Review by Simon Vickery.

VAULT Festival, deep down in London’s belly, beneath Waterloo, is the perfect place for Chivaree Circus to conjure up Hades. On a weekend evening the atmosphere is buzzing and boozy as we’re ushered into the space. Looped electronic music resonates under the arched brick ceiling, we’re all handed black face masks, the cast gradually draw us deeper and deeper into the aptly named Cavern (one of the festival’s many venues), and the door is closed behind us.

In Becoming Shades, director Laurane Marchive and producer Edward Gosling have created an engrossing, sometimes playful, and always visually impressive promenade theatre version of the Persephone myth, told through the medium of aerial acrobatics and fire elements. Key to their take on the tale are unusual renderings of some familiar characters. Charon (AbnorMalik) is a masked figure with shining orbs for eyes, who spends the show weaving between audience members, his movements alternately jerky and fluid, and somehow not quite human. But he’s also imagined as the Underworld’s caretaker, a comic twist that is nicely suggestive of the tedium that comes with the day-to-day running of any large institution, even if it does happen to be the land of the dead. Persephone (Rebecca Rennison) is protagonist not victim, tussling with her captor as well as appearing in full majesty as Queen of the Underworld, and the Furies (played by the chorus of Jessica Pearce, Rosie Bartley and Isobel Midnight) are not so much winged as (literally!) enflamed. Hades (Craig Gadd), meanwhile, has an appropriately regal bearing, stalking the space like a barely clothed playboy. Yet he is also presented to us as an object of desire, through a hand balancing act set to a sensual piece of slide guitar blues.

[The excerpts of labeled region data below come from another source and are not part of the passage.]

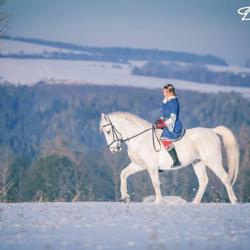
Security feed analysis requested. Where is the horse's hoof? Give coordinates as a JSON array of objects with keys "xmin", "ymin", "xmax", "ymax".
[
  {"xmin": 155, "ymin": 199, "xmax": 165, "ymax": 204},
  {"xmin": 120, "ymin": 195, "xmax": 130, "ymax": 203}
]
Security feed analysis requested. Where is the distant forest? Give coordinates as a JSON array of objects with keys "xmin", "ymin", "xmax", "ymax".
[
  {"xmin": 0, "ymin": 36, "xmax": 227, "ymax": 65},
  {"xmin": 132, "ymin": 62, "xmax": 250, "ymax": 87},
  {"xmin": 0, "ymin": 82, "xmax": 250, "ymax": 202}
]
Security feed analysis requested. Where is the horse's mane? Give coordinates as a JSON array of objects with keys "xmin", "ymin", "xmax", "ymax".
[{"xmin": 108, "ymin": 111, "xmax": 151, "ymax": 128}]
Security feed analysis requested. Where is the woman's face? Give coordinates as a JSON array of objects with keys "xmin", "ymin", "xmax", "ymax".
[{"xmin": 162, "ymin": 88, "xmax": 172, "ymax": 98}]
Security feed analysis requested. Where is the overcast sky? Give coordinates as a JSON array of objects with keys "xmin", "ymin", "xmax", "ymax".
[{"xmin": 5, "ymin": 0, "xmax": 250, "ymax": 65}]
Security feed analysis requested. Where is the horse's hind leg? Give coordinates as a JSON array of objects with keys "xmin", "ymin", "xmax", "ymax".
[
  {"xmin": 120, "ymin": 162, "xmax": 145, "ymax": 202},
  {"xmin": 193, "ymin": 161, "xmax": 208, "ymax": 204},
  {"xmin": 148, "ymin": 168, "xmax": 163, "ymax": 203},
  {"xmin": 204, "ymin": 160, "xmax": 237, "ymax": 203}
]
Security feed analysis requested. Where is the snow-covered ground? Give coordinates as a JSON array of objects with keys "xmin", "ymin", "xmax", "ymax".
[
  {"xmin": 0, "ymin": 202, "xmax": 250, "ymax": 250},
  {"xmin": 0, "ymin": 58, "xmax": 250, "ymax": 98},
  {"xmin": 0, "ymin": 39, "xmax": 250, "ymax": 98}
]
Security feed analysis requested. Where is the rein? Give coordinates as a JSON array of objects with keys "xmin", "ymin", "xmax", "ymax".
[{"xmin": 102, "ymin": 116, "xmax": 161, "ymax": 152}]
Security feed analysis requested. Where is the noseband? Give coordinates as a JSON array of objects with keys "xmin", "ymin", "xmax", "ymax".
[{"xmin": 102, "ymin": 115, "xmax": 161, "ymax": 152}]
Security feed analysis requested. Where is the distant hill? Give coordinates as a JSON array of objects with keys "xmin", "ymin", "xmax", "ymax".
[{"xmin": 0, "ymin": 36, "xmax": 227, "ymax": 65}]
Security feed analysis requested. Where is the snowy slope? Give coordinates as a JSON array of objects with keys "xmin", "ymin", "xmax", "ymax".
[
  {"xmin": 0, "ymin": 58, "xmax": 250, "ymax": 98},
  {"xmin": 0, "ymin": 202, "xmax": 250, "ymax": 250},
  {"xmin": 0, "ymin": 40, "xmax": 250, "ymax": 98}
]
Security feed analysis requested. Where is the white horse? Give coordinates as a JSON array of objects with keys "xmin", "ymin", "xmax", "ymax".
[{"xmin": 100, "ymin": 112, "xmax": 239, "ymax": 204}]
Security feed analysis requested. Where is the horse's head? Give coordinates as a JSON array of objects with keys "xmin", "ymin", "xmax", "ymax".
[{"xmin": 100, "ymin": 113, "xmax": 122, "ymax": 153}]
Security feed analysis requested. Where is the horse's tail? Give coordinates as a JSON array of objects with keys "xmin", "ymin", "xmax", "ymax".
[{"xmin": 212, "ymin": 126, "xmax": 240, "ymax": 185}]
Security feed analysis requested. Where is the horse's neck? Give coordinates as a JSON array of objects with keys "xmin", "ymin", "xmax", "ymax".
[{"xmin": 111, "ymin": 115, "xmax": 146, "ymax": 139}]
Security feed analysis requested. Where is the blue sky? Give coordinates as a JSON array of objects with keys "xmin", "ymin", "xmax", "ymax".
[{"xmin": 5, "ymin": 0, "xmax": 250, "ymax": 65}]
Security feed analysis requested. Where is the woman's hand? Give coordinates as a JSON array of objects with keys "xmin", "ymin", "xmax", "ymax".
[{"xmin": 154, "ymin": 119, "xmax": 166, "ymax": 129}]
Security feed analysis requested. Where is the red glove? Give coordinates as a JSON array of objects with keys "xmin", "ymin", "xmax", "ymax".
[{"xmin": 155, "ymin": 119, "xmax": 166, "ymax": 129}]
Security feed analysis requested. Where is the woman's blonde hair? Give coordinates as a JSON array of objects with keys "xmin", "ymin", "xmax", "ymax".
[{"xmin": 163, "ymin": 83, "xmax": 176, "ymax": 96}]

The show’s music, composed especially for it and performed live by Becks Johnstone and Sam West, manages to encompass an impressively broad range of musical styles, from delicate folk melodies to dubstep inflected beats, but still feels like a seamless whole. The pair are impressive and powerful vocal performers, and their lyrics are usefully evocative of the show’s mythical source material, helping us to get a more detailed sense of the interactions we are watching. The ebb and flow of the music is a wonderful foil to the show’s physical elements.

And foil it is, rather than accompaniment, because Becoming Shades’ great strength is that all its constituent parts meld beautifully, and become much more than their sum. The two aerial routines that are the show’s centrepieces not only serve to showcase the outrageous skill, strength and creativity of the performers, but, when combined with rich costumes, thundering music and wonderful onstage chemistry – all in this subterranean setting – the result is a piece of theatre that has guts and swagger.

The performance space itself, and the decision to stage it as promenade theatre, presents challenges as well as possibilities. There is often a lot of herding involved in promenade staging, and this can prompt trepidation in the audience member (where do I go next? am I doing it right?), so it was a relief to be guided around the show expertly, and with a minimum of faff, by the cast, even if on occasion it felt a bit like you were part taking part in a scene change. The low-level lighting, so important to creating a sufficiently moody vibe, nonetheless meant that it wasn’t always possible to see facial expressions or some of the smaller details of physical interaction between performers, and this hampered the cast’s capacity to express some of the finer details of narrative and characterisation. At one point during the show I found myself wondering if the promenade form was worth it, if it might not have been better to just sit us down at one end of the room. But then suddenly Persephone and Charon were stood there right in front of me, her face illuminated by the orbs where his eyes should be. It’s worth sacrificing a bit of narrative for a moment of such startling intimacy.

Becoming Shades was part of VAULT Festival, at The Vaults, Waterloo from Wednesday 25 to Sunday 29 January.